Per valutare la sicurezza del vaccino contro il virus respiratorio sinciziale (RSV) della Pfizer, i ricercatori hanno analizzato i dati post-marketing utilizzando i dati assicurativi e del sistema sanitario provenienti da cinque fonti, confrontando le donne che avevano ricevuto il vaccino con le donne in gravidanza che avevano ricevuto il vaccino antinfluenzale, il vaccino contro il COVID-19 o il vaccino Tdap.
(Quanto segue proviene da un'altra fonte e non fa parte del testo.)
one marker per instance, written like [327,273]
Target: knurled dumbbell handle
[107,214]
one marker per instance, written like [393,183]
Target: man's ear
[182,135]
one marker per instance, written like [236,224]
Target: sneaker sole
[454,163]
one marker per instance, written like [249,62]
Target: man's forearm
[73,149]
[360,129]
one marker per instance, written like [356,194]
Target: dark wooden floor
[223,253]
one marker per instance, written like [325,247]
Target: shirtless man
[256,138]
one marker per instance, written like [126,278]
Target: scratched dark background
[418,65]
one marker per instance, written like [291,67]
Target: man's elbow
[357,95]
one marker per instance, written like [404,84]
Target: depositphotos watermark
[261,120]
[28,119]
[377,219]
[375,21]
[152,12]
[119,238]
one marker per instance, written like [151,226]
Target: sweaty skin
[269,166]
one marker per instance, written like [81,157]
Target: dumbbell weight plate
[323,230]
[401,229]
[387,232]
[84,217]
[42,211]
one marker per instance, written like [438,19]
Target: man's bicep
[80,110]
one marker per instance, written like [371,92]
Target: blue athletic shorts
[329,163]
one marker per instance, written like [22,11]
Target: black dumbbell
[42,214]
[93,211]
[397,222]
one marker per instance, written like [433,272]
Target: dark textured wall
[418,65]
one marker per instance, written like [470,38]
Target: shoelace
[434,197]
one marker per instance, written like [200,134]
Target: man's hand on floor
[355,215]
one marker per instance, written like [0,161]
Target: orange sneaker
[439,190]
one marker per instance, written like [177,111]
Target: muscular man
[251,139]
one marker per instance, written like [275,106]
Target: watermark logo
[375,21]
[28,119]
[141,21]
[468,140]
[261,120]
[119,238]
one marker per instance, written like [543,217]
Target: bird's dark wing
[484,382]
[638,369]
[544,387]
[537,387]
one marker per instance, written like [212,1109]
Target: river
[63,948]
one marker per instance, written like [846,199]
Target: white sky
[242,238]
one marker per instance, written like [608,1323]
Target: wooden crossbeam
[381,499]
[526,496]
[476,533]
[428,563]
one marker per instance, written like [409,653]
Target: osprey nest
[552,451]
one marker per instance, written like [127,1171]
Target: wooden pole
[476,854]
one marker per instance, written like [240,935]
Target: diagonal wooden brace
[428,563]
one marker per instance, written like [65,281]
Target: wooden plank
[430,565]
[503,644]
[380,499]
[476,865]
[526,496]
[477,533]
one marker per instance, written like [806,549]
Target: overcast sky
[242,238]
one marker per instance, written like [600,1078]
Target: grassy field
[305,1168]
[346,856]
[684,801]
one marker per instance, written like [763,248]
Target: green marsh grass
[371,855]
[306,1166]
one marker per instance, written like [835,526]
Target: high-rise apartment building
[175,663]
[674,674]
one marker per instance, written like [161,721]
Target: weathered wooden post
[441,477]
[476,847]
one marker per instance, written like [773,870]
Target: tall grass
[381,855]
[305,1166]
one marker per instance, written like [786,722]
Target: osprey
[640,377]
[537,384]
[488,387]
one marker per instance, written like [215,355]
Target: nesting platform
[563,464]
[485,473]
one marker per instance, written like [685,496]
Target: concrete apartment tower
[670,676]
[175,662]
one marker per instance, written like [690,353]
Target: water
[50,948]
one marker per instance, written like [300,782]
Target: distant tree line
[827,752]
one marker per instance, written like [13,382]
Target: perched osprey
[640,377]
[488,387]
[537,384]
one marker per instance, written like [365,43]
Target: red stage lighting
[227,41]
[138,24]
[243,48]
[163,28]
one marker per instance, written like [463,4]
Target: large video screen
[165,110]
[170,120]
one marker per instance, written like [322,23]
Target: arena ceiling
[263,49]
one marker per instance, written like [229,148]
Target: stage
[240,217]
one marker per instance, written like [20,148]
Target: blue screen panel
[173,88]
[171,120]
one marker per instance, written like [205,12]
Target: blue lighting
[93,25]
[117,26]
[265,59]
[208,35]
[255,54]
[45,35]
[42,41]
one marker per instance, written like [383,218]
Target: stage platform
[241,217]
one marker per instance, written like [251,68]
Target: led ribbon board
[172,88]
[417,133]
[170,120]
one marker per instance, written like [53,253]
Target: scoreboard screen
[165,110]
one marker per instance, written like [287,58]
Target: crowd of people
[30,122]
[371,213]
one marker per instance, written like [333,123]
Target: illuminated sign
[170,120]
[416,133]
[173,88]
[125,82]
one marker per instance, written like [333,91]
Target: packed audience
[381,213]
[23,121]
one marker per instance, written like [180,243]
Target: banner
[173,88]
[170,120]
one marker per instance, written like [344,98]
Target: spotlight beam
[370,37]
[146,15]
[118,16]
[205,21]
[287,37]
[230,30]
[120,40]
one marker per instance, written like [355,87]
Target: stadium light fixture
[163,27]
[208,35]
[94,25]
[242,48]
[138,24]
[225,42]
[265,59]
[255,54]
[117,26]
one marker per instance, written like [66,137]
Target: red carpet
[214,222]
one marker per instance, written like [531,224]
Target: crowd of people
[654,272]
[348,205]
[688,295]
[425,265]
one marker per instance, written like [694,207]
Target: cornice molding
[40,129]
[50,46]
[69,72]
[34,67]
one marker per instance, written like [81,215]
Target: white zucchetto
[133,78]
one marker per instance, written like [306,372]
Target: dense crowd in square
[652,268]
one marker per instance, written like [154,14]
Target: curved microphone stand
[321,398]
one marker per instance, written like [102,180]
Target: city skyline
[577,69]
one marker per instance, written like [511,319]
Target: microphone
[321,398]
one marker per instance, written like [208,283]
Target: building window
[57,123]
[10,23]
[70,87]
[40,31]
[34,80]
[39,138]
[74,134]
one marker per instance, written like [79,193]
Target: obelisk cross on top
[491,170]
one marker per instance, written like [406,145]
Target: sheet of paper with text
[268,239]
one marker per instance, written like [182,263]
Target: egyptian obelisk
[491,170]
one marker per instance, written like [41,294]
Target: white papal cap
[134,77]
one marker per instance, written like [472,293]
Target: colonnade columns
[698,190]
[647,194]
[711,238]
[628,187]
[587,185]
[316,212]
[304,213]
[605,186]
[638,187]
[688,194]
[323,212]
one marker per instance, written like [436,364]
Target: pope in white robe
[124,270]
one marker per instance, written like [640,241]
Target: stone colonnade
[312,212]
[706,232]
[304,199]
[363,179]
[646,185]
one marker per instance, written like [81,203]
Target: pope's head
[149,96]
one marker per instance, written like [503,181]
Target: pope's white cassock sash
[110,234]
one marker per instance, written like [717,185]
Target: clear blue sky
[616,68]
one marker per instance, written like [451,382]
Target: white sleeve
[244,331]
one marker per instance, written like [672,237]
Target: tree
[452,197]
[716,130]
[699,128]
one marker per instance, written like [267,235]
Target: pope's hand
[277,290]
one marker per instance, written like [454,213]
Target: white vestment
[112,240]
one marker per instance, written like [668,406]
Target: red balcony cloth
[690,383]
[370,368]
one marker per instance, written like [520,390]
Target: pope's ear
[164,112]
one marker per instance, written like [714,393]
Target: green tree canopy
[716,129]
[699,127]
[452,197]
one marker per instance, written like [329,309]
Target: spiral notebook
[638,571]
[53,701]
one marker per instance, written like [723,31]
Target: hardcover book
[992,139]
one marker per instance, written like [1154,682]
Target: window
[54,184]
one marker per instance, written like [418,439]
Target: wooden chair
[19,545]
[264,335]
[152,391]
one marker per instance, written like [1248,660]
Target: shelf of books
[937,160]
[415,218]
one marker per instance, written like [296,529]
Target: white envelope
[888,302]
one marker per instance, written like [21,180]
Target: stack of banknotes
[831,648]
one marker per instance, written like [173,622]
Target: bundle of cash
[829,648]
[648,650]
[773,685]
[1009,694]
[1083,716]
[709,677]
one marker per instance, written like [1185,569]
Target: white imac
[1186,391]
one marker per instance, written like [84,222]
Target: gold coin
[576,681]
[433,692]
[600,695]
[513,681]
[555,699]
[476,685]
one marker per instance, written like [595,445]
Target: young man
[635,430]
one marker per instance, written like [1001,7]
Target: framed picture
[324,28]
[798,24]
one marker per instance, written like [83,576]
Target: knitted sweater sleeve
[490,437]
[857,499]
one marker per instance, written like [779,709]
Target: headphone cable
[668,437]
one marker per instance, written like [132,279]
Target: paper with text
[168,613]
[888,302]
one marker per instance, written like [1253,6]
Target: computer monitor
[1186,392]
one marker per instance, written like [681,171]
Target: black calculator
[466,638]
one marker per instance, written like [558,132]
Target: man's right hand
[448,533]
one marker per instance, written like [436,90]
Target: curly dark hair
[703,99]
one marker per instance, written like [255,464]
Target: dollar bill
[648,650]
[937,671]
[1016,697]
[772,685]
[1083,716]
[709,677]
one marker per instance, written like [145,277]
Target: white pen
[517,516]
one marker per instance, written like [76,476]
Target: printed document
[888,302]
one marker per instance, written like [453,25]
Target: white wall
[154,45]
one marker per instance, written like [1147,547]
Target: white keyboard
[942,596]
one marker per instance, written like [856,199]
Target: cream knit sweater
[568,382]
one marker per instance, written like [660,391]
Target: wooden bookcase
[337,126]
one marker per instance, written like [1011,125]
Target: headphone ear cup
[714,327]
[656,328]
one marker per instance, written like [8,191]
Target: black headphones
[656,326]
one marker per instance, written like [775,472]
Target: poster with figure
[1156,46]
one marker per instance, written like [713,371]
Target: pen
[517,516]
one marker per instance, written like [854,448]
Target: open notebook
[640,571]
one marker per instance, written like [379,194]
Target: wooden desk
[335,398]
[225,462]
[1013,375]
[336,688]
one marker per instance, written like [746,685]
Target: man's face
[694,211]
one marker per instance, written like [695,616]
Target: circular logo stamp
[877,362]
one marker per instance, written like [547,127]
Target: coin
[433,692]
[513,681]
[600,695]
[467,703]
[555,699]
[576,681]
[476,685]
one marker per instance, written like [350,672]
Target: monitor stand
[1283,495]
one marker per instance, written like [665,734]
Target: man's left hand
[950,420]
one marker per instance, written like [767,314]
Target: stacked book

Hanno inoltre confrontato i dati post-marketing con i dati storici relativi alle donne vaccinate tra il 2018 e il 2023, prima che i vaccini contro il virus respiratorio sinciziale (RSV) fossero disponibili.
I ricercatori hanno monitorato 10 esiti di sicurezza predefiniti, tra cui parto pretermine, ipertensione, natimortalità e complicazioni a carico del sacco amniotico.
Nonostante le loro aspettative sulla sicurezza del vaccino, hanno riscontrato segnali di allarme per diverse complicazioni legate alla gravidanza.
Lo studio è stato concepito come un’analisi preliminare di «sorveglianza sequenziale», un sistema di monitoraggio rapido volto a individuare potenziali problemi di sicurezza subito dopo l’introduzione di un vaccino.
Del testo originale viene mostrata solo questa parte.